Opinion: Corporations are The Problem
By John H. St.John
Bush Watch
10/12/05
No one owns a corporation. It was made that way to avoid the liability that is inherent in ownership. A common stockholder is not an owner, he is an investor. The CEO is an employee hired by the board of directors to take the heat for any decisions that would ordinarily be suffered by an owner. He is responsible for the infamous bottom line, and while he might be perfectly normal at home, he must be a sociopath while on the job. As a legal person, the corporation retains the animal instinct for survival without any human weakness, like having a love for one's fellow man.
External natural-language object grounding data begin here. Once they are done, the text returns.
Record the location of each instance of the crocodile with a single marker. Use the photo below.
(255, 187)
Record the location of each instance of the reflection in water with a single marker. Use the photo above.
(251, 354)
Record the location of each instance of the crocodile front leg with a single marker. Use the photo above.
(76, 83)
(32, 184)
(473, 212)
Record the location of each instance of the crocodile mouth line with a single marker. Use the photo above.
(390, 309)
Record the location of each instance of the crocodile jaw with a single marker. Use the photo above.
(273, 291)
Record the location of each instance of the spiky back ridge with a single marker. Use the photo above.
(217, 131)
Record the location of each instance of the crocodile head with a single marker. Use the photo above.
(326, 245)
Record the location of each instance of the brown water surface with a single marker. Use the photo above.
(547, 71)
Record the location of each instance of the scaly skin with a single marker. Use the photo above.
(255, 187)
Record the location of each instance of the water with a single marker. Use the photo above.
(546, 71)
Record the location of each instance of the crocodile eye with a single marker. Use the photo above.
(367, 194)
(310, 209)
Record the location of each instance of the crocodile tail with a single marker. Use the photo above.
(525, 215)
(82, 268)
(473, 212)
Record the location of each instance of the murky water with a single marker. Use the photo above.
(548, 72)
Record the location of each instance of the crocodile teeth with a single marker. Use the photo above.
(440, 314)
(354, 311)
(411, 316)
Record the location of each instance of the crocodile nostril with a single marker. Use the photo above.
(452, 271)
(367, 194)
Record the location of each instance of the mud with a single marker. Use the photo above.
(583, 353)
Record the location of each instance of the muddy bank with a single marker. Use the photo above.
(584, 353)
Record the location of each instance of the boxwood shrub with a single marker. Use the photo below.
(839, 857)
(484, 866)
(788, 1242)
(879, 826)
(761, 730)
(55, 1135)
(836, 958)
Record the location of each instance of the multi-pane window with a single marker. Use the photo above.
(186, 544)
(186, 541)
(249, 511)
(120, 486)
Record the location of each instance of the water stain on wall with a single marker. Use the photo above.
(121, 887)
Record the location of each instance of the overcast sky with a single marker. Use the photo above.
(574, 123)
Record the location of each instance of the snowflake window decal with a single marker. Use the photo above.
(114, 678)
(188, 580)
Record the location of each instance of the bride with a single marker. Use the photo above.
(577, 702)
Humans fear and hate war, if they are normal, but war has become a necessity to the survival of the corporations.
If we work for a corporation we seek to advance within the organization and give credit to the company for all of the benefits enjoyed. If we are consumers we are delighted with the many products available to us at the mall. If we are politicians we depend upon the corporations to finance our campaigns. That is why it is almost unthinkable for us to consider living in a world without them. Nevertheless corporations have to go. Business has to be conducted by individuals and organizations that have owners. The obvious solution is for the corporation to become owned by the people who form the body of the machine. This could be done in a number of ways, one of them is The Take, an Argentine invention. Another is for the government to punish a criminal act of a corporation by taking it over and making it into a cooperative.